The Conference is aimed at creating a platform that enables multiple parties/stakeholders/ meet to work together, and with the Institute/ University, towards the restoration and sustaining of the totality of Gadaa values through various initiatives including research, education, training, conferences, documentation and dissemination of information.
The conference was started by the blessing of Abbaa Gadaas’ who colorfully expressed their good wishes and blessings in accordance with the Oromo culture.
A welcoming speech was delivered by.Dr. Tsige Ketema, Vice President for Research and Community Services. In her speech she highlighted that Gadaa is a system where core values such as democracy and equality which include all age levels and gender are practiced since long time ago. As a system, she said, Gadaa encompasses values such as peaceful transfer of power, coherent and strong institutions that involve and educate all age levels, authentic philosophical grounds out of which concepts of time and space are extracted.
Professor Fikre Lemessa, President of Jimma University, made an opening speech, in which he emphasized on the fact that Gadaa has become an intangible world heritage.  In connection to that, he said, “as the Oromo proverb goes, ‘Fardi hingeessa malee hinwaranu;’ designing a strategy for its inclusion to academics, establishing centers of Gadaa studies in institutions such as the Institute of Oromo Studies is important to ensure the development of the system.”
He also underlined the importance of having denotation that links the current quest with the methods and substance of our predecessors who orally generated and transmitted their deep understanding of the cosmos to enable future generations to build on the legacies their ancestors maintained using more advanced and sophisticated technologies.
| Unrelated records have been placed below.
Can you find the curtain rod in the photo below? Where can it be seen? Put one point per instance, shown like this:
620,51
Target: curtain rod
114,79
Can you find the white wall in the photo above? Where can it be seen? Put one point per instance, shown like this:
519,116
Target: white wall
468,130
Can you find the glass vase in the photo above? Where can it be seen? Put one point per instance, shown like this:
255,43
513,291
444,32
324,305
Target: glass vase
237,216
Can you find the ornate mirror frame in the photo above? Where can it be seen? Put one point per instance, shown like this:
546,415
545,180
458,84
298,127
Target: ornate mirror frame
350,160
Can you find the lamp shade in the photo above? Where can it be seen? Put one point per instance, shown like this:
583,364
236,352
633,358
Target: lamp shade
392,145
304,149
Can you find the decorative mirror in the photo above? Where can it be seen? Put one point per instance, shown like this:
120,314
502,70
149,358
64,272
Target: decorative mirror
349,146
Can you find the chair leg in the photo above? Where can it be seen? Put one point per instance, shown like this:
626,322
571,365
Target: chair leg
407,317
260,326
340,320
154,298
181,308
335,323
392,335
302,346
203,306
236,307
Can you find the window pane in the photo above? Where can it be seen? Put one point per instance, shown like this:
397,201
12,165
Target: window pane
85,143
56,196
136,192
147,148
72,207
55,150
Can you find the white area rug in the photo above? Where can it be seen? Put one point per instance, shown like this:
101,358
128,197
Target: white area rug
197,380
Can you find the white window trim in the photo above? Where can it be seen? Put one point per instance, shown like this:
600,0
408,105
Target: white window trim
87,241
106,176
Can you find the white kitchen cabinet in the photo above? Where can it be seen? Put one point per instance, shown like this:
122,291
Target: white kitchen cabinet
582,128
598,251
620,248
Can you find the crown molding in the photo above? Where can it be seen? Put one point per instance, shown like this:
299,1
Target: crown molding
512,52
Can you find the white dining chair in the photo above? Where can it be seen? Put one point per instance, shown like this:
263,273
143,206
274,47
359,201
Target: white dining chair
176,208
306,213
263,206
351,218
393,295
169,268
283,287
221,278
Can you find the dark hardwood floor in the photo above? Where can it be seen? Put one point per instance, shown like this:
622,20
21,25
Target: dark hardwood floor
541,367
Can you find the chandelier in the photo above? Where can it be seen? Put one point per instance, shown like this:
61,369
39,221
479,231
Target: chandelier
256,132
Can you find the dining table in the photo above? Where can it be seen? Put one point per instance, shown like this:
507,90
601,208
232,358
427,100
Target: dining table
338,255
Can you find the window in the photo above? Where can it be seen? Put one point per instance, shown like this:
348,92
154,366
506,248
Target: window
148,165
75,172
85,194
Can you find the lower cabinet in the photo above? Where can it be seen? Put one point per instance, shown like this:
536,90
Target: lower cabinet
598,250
Professor Tesema Ta’aa of Addis Ababa University delivered a keynote speech in which he underlined the great values of Gadaa in terms of  the fair play of dichotomies: male and female, young and old, self and other, the haves and the not haves are democratically and fairly treated and thus making  Gadaa an egalitarian system.
At the subsequent stages of the conference, thirty five papers were presented by several prominent scholars in the plenary and five parallel sessions. Dr. Gemechu Megerasa, Dr.  Aneesa Kassam, Dr. Taddesse Berisso, Professor Marco Bassi and Chikage Oba-Smidt are among the scholars who presented lead papers during the plenary session of the conference.
The final session of the conference, chaired by Professor Taye Tolemariam, V/P for Academic Affairs at JU, discussed the way forward to glean out outstanding issues which have to be emphasized on to bring about the successful accomplishment of the Institute’s objective, namely studying the Oromo. Dr. Teshome Egeree, Director of the Institute of Oromo Studies, presented an overview on the establishment, the ongoing activities and future plans of the Institute. The points raised during the final session were instrumental in shaping the discussions and later on substantiated by the panelists of the session and the participants.
Finally, it was agreed that, the study on the Oromo should focus on the production of high quality research and its dissemination, to ensure scientific and evidence based promotion of the Oromo cultural values and practices. Besides, the conference consensually agreed on the need to gather all research outputs and books at national and international level in order to organize an archive of Oromo studies. Doing so would, as understood by the conference, enable the institute to support future researchers and scholars, both at the national level and beyond.
The Conference was wrapped up after certificates were awarded to paper presenters.